Les promeneurs qui vont dans cette pittoresque partie de la banlieue où d’étroits vallons, les bois et les prairies de la Marque forment un si riant contraste avec les environs immédiats des grandes villes voisines, ont pu remarquer, au bord du chemin de Roubaix à Hem, près du Petit-Lannoy et en avant du bois de la Citadelle, un échafaudage en forme de pyramide tronquée et ajourée,sur la plate forme de laquelle donnent accès trois étages d'échelons assez raides. Cette construction bizarre, couverte d'une peinture noire, a été construite par le génie militaire, elle indique l'emplacement du fort de la Lionderie, du nom d'un château construit près de là.

Cet édifice provisoire est à 1.500 mètres à peine des premières maisons de la ville de Lannoy, à 1.200 mètres de l'église d’Hem, à cinq kilomètres du fort Macdonald et à huit kilomètres de l'enceinte actuelle de la ville de Lille. Le point le plus rapproché de la frontière, vers Toufflers, n'est qu'à quatre kilomètres, la Grand Place de Roubaix est à 3.600 mètres, la Grande-Place de Tourcoing à 7.000 mètres. Le fort de la Lionderie commandera donc toute cette région. Par les temps clairs, on distingue très nettement de la Lionderie, les collines du Tournaisis, le Mont de la Trinité au premier plan, et les coteaux, de la Flandre occidentale sur lesquels s'élèvent Mouscron et de nombreux villages.

Au sud, on a des vues sur la vallée de la Marque jusqu'au fort de Bouvines, situé à 6 kilomètres au sud. C'est là un intervalle bien considérable, et l'on sera sans doute amené à établir un ouvrage au-dessus de l'importante gare de bifurcation d'Ascq. Il est vrai que ce secteur est facile à défendre, la Marque et les marais étant difficiles à franchir devant des troupes résolues appuyées aux forts.
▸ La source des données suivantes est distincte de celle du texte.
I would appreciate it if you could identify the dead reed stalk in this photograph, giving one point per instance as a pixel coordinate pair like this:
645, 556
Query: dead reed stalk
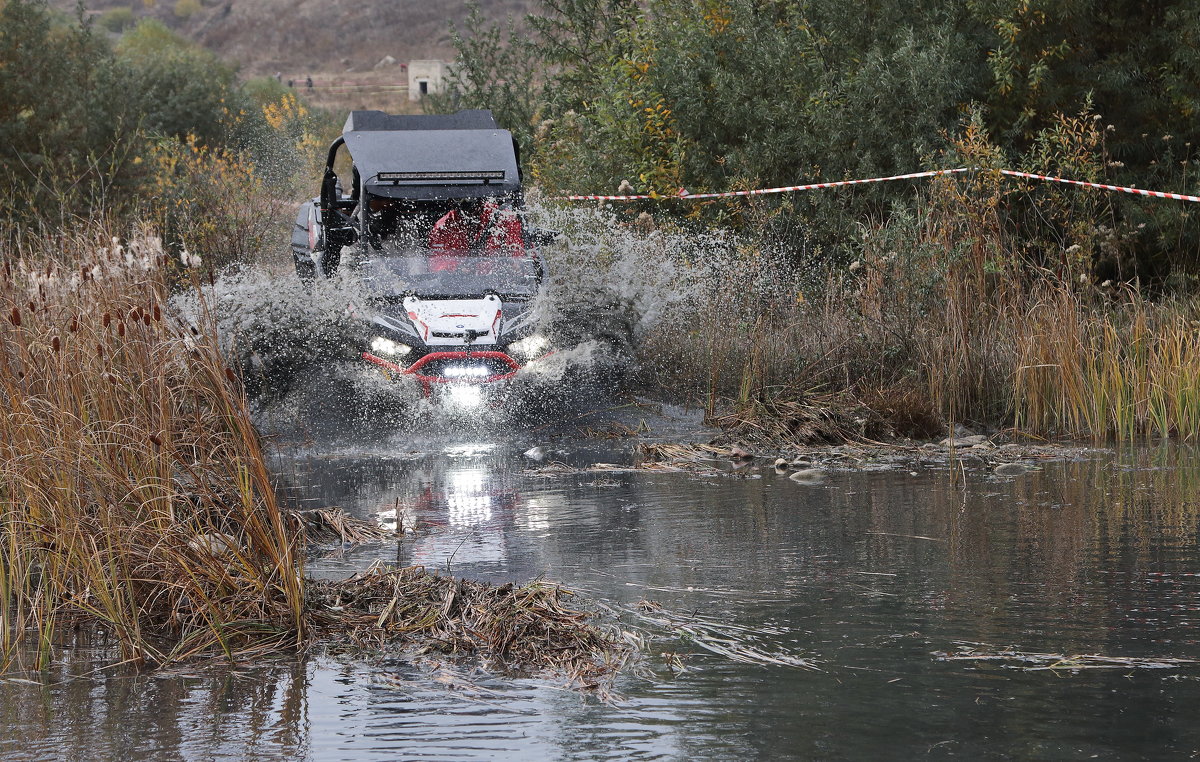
135, 498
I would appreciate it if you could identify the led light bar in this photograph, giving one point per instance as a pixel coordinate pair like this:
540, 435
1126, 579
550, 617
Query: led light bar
427, 177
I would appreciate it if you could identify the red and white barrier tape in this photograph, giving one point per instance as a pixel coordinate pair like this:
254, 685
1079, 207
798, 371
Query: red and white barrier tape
814, 186
1179, 197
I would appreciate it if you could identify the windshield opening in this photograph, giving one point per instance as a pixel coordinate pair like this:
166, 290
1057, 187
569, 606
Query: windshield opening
421, 273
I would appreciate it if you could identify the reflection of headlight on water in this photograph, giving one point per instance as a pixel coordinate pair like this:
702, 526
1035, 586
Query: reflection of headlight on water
385, 346
529, 346
465, 396
466, 371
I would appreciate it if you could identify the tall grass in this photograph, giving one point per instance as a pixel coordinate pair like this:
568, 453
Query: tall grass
940, 321
135, 501
1126, 367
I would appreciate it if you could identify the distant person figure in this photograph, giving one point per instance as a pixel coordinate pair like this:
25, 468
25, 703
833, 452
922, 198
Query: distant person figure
473, 228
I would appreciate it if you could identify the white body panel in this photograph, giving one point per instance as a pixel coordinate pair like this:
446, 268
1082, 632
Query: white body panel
445, 322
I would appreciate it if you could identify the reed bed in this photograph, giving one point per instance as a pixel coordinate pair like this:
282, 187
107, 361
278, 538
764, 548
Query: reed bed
881, 353
137, 510
135, 499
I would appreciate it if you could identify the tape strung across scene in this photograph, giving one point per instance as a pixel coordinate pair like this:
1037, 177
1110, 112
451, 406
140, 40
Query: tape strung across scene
813, 186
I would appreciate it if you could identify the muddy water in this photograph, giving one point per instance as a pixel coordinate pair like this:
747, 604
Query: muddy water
865, 575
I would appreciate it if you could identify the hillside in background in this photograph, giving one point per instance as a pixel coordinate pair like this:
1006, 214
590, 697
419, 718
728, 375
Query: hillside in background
301, 37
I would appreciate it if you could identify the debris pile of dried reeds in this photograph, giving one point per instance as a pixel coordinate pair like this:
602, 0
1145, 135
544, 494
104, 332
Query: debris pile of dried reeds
513, 628
136, 503
135, 499
793, 418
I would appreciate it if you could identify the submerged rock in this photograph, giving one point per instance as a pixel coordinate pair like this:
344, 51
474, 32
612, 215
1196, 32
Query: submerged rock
808, 475
1011, 469
537, 454
741, 453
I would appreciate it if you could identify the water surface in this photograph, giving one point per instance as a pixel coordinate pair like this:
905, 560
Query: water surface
865, 575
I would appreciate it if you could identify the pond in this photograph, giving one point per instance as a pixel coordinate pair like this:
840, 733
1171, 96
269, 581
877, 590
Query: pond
780, 619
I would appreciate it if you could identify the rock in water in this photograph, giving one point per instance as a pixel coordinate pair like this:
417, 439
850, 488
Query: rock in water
535, 454
741, 453
809, 475
1011, 469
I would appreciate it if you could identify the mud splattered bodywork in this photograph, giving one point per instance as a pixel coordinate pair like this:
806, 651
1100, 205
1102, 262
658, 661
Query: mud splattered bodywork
445, 309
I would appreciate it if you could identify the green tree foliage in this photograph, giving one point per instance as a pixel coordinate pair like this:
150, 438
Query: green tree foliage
727, 94
82, 121
496, 69
60, 125
177, 88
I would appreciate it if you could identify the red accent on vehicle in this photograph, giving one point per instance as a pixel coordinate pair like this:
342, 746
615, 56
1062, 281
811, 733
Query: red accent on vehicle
427, 381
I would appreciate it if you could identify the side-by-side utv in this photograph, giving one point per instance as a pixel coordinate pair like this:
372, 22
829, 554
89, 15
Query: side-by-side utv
433, 228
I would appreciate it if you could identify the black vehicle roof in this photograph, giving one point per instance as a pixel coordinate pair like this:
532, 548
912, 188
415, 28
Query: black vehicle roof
443, 156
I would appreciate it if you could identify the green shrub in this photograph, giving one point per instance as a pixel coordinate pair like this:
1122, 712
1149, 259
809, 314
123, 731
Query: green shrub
117, 19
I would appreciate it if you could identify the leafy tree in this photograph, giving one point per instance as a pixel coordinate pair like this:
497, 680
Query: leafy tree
178, 88
496, 69
63, 125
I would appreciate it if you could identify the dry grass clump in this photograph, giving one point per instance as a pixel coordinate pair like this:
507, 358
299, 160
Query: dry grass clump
790, 417
526, 628
136, 504
133, 495
1125, 367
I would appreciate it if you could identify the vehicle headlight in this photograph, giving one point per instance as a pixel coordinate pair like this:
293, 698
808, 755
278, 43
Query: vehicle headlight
381, 345
531, 346
466, 371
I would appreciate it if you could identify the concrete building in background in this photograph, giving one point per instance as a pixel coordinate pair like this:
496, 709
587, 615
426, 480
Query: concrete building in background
426, 77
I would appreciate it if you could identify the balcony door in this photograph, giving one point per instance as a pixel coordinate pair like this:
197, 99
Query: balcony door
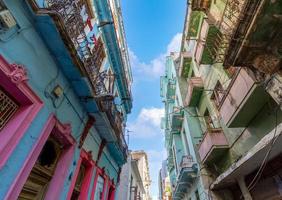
42, 172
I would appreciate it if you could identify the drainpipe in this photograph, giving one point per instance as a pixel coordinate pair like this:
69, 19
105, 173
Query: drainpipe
245, 192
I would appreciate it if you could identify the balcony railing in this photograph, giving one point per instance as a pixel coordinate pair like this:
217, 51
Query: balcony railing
263, 35
187, 175
170, 92
201, 5
76, 15
244, 97
274, 88
194, 25
213, 145
195, 90
185, 64
116, 120
230, 19
176, 119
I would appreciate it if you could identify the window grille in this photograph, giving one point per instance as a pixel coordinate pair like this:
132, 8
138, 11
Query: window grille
8, 107
99, 53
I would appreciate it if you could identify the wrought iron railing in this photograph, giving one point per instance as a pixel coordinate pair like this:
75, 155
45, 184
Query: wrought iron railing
76, 16
230, 19
187, 161
116, 120
8, 107
71, 12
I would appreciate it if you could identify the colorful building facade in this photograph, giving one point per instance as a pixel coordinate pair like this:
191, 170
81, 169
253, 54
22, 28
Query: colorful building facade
229, 70
143, 166
164, 183
132, 186
65, 90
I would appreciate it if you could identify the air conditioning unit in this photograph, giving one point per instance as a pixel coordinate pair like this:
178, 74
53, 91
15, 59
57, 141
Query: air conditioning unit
7, 20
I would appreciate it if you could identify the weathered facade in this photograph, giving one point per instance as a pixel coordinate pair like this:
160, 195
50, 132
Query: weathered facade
132, 185
143, 166
228, 74
65, 94
164, 183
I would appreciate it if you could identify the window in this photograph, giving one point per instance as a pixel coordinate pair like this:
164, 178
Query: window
8, 107
99, 53
197, 195
99, 188
174, 158
7, 20
217, 94
43, 174
18, 107
208, 120
78, 182
81, 180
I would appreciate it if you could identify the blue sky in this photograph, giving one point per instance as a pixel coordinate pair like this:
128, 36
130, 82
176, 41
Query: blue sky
153, 29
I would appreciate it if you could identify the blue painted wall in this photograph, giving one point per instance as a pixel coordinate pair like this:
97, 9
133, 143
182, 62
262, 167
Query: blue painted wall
24, 45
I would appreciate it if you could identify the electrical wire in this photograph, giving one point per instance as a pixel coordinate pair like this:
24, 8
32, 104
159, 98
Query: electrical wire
265, 160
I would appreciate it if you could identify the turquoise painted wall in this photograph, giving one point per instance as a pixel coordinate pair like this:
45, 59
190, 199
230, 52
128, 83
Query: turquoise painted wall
23, 45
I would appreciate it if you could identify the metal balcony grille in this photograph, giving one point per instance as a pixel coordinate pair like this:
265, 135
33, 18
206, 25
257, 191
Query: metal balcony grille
8, 107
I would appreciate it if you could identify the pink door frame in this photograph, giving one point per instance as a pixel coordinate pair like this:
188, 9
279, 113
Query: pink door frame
62, 132
13, 79
107, 184
86, 159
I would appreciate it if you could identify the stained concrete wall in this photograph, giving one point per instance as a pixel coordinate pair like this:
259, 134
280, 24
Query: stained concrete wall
23, 45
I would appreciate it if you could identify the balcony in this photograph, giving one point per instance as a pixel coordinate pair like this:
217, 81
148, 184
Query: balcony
176, 119
274, 88
170, 92
213, 145
201, 5
243, 99
195, 91
187, 175
170, 162
211, 46
263, 35
194, 25
185, 64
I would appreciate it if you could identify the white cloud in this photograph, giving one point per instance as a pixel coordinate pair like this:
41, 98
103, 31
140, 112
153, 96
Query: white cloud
147, 124
155, 67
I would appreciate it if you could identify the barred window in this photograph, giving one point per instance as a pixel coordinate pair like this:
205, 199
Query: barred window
8, 107
99, 53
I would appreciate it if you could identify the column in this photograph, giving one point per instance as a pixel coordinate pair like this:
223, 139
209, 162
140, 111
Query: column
244, 189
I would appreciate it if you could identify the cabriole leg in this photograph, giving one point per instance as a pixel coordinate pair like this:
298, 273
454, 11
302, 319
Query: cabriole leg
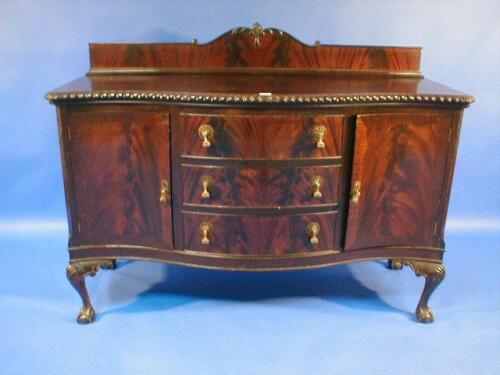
76, 273
434, 273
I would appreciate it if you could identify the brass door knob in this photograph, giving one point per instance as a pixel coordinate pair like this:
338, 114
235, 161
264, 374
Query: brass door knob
206, 132
356, 192
164, 191
319, 133
313, 231
317, 183
206, 232
206, 184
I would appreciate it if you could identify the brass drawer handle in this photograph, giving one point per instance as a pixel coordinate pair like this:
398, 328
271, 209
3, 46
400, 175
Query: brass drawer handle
206, 231
206, 184
317, 183
319, 133
313, 231
206, 132
164, 192
356, 192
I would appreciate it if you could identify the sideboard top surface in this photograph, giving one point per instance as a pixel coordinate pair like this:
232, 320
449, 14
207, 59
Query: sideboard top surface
256, 66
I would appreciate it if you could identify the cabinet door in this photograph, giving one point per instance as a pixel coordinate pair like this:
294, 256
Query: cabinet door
119, 160
399, 169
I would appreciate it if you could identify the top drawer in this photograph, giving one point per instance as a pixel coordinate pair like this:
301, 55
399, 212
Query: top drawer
262, 137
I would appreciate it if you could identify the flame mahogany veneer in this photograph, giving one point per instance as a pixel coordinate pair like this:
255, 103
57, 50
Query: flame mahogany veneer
257, 152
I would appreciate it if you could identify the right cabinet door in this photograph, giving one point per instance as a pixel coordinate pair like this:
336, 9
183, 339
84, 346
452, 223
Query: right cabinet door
398, 173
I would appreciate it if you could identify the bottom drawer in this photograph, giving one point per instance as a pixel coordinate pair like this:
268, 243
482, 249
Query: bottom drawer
259, 235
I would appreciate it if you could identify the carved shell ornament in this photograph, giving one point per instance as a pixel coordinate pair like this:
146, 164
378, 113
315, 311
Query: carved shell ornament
257, 32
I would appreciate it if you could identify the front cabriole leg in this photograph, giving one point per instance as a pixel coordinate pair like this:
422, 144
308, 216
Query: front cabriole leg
76, 273
434, 273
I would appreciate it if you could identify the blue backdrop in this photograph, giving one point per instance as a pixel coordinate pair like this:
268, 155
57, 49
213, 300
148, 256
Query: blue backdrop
44, 44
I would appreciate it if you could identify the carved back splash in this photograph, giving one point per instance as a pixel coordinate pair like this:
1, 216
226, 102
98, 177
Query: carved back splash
246, 48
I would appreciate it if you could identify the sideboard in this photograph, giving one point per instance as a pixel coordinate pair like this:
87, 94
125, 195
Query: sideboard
257, 152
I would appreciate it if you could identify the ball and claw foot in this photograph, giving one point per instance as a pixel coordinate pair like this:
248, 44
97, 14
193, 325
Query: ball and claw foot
86, 315
76, 273
434, 273
395, 264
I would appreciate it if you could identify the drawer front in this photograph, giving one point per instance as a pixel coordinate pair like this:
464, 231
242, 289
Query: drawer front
259, 235
260, 187
262, 137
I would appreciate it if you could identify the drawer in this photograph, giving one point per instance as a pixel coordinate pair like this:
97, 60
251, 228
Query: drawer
259, 235
260, 187
262, 137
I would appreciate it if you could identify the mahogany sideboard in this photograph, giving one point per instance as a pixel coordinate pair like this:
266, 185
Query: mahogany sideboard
257, 152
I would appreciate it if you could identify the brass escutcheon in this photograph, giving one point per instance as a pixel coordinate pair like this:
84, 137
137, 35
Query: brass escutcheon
206, 184
319, 133
164, 191
356, 192
206, 230
206, 132
317, 182
313, 231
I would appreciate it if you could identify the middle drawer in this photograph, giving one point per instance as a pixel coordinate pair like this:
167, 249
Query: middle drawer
260, 187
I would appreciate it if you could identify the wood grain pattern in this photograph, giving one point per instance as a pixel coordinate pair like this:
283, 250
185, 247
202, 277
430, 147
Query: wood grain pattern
119, 157
262, 137
260, 187
400, 160
238, 49
259, 235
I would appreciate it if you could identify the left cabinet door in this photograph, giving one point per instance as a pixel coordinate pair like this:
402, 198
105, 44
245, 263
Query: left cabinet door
118, 171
Le 20 août 1884, le Ministre de la guerre ajourne le lancement de la construction par les chemins de fer du Nord de la Ligne Lille-La Madeleine à Lannoy jusqu'à ce que les travaux du fort permettent sa mise en état de défense.

Le 26 août 1886, l’autorité militaire fait dresser les plans d’un nouveau fort avancé chargé de protéger la place de Lille. C’est à la Lionderie près de Roubaix, que sera construite cette forteresse ; les travaux ne commenceront que le jour où les études d’armement pour les forts déjà existants seront achevées.

L'Observatoire de Hem

En 1907, Robert JONCKHEERE envisage la construction d'un observatoire astronomique. Il prospecte entre Lille et Roubaix et son choix s'arrête sur une petite colline de 53 mètres d'altitude située à Hem, au Sud de Roubaix et à l'Est-Nord Est des fortifications de Lille.

Cet emplacement de 2 hectares est acheté en janvier 1908. Le site, appelé "La Citadelle", est favorable à l'observation. L'Autorité militaire y avait construit un poste d'observation en 1883 et, de 1883 à 1896, y avait installé un poste de première catégorie appelé "Fort de la Lionderie".

L'accès se faisait par un chemin de terre emprunté par les Hémois pour livrer leur tissage à Roubaix. Il est, en 1902, transformé en boulevard (voir Bd Clémenceau).